Brenda and Pavatt fled to Mexico after the murder, but they were arrested and charged with murder. The pair were found guilty in separate trials between 2003 and 2004, and sentenced to death for killing Andrew, and they are currently on death row. Pavatt is scheduled to be executed on November 12, 2026.

==Background==
Rob Andrew, an advertising executive, and his wife Brenda Evers Andrew met during Brenda's senior year of high school. Brenda, born in 1963, was raised in Enid in a devout Lutheran household. She was described as a high-achieving, quiet, and traditionally conservative teenager who participated in church youth activities and a Christian evangelism program. Andrew was a Baptist from a similarly religious family. They attended college, married in 1984, and settled in Oklahoma after spending some time in Texas. Andrew became a successful advertising executive, earning a six-figure salary. Brenda graduated from college and worked in banking, a job she enjoyed. After the birth of their two children, a daughter and a son, in 1990 and 1994, respectively, Brenda became a stay-at-home mother.

The family's financial success allowed them to purchase a large home in the upscale Lansbrook neighborhood. Brenda became active in North Pointe Baptist Church, where she taught Sunday school despite her Lutheran upbringing. Behind this stable family life, however, the couple's marriage began to deteriorate. Brenda was unhappy after Andrew insisted that they return to Oklahoma from Texas, and Andrew sought marital counseling. By October 2001, the couple had separated, and Brenda filed for divorce. Around the same period, Brenda became increasingly close to James Dwight Pavatt, an insurance salesman and fellow Sunday school teacher at North Pointe Baptist Church, and began to have an affair with him. Pavatt was also Andrew's friend and had sold him an $800,000 life-insurance policy. At the time they began the affair, Pavatt had just divorced his wife Suk Hui a month prior on September 6, 2001.
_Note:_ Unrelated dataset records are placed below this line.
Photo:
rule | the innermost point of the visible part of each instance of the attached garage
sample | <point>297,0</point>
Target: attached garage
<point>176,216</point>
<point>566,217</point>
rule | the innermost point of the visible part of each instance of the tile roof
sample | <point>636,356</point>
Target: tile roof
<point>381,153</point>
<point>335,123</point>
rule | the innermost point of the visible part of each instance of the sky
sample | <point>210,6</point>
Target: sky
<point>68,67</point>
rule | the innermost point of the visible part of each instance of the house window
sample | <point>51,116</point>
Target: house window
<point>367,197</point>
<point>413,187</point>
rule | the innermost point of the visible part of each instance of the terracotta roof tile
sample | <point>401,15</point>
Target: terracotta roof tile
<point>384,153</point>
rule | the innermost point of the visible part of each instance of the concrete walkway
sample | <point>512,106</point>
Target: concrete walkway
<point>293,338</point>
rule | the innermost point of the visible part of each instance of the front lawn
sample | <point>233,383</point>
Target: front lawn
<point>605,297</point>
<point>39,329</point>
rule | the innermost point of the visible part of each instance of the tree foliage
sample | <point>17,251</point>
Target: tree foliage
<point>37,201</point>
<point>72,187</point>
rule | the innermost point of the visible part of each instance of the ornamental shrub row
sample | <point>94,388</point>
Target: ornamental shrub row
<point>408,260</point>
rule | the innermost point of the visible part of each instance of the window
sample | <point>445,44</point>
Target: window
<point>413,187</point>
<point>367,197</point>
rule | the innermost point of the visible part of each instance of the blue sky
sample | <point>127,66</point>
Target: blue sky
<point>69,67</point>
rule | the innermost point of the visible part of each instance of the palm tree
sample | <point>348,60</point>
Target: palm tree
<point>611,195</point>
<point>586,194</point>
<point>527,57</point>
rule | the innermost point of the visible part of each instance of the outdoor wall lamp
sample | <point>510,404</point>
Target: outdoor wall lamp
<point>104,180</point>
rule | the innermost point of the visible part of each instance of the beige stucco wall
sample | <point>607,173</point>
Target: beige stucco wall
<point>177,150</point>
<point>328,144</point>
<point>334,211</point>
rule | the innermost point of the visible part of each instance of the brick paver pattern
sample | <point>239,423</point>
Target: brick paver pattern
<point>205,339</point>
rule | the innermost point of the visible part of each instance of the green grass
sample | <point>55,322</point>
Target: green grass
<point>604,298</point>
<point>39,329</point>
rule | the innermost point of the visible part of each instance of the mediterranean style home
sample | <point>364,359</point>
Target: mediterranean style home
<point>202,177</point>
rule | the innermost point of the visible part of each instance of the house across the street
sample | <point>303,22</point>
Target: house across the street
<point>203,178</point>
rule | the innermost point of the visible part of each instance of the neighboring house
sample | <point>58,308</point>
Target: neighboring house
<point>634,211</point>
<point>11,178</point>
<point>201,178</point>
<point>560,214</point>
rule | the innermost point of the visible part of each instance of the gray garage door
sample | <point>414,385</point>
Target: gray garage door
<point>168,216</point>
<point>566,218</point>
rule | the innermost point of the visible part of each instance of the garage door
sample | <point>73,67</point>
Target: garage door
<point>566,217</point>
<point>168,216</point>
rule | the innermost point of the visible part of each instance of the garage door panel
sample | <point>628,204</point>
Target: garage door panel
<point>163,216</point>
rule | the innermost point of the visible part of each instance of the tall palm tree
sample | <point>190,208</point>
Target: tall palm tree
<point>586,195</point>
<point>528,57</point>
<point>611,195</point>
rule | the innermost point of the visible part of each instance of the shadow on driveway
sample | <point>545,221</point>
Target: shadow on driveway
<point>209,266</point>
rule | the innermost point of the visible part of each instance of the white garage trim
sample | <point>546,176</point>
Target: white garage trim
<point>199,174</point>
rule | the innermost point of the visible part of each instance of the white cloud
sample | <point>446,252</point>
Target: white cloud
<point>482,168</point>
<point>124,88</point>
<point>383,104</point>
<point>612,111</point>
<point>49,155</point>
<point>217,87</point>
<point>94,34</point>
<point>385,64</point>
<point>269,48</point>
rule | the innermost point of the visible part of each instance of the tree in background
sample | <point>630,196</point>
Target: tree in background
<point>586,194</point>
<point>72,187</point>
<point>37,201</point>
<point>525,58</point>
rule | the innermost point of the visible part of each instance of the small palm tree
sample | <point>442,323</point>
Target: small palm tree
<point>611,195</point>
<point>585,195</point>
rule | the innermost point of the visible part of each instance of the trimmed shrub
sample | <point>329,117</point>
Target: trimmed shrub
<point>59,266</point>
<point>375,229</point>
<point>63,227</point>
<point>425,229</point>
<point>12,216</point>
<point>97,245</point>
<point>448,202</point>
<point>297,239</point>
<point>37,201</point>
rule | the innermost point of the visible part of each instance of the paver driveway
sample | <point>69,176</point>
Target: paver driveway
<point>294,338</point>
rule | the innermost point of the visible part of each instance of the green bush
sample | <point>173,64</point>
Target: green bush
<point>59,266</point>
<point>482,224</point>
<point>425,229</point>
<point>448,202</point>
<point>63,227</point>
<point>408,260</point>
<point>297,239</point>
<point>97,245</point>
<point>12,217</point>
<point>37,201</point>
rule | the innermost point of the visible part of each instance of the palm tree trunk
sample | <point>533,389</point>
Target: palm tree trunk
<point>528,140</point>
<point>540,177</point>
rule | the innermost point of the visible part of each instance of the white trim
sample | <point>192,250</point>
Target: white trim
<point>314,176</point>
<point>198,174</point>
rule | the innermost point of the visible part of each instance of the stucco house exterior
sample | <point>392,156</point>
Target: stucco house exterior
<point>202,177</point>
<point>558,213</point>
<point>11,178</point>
Apart from her affair with Pavatt, Brenda previously engaged in affairs with at least two more men, and during the few years leading up to her husband's murder, Brenda was often seen wearing skintight and provocative clothing whenever outdoors, even when she was at the church.

==Murder==
During the final weeks leading up to the murder of Rob Andrew, Brenda Andrew and James Pavatt hatched a plot to kill Andrew. The prosecution said the main motive was the $800,000 insurance policy that Pavatt made on Andrew's life, and the two decided to get the payout by killing Andrew. Pavatt told his daughter in late October 2001 that Brenda asked him to murder her husband. Two of Brenda's former lovers also stated that Brenda had confided in them her hatred for her husband, whom she wished was dead.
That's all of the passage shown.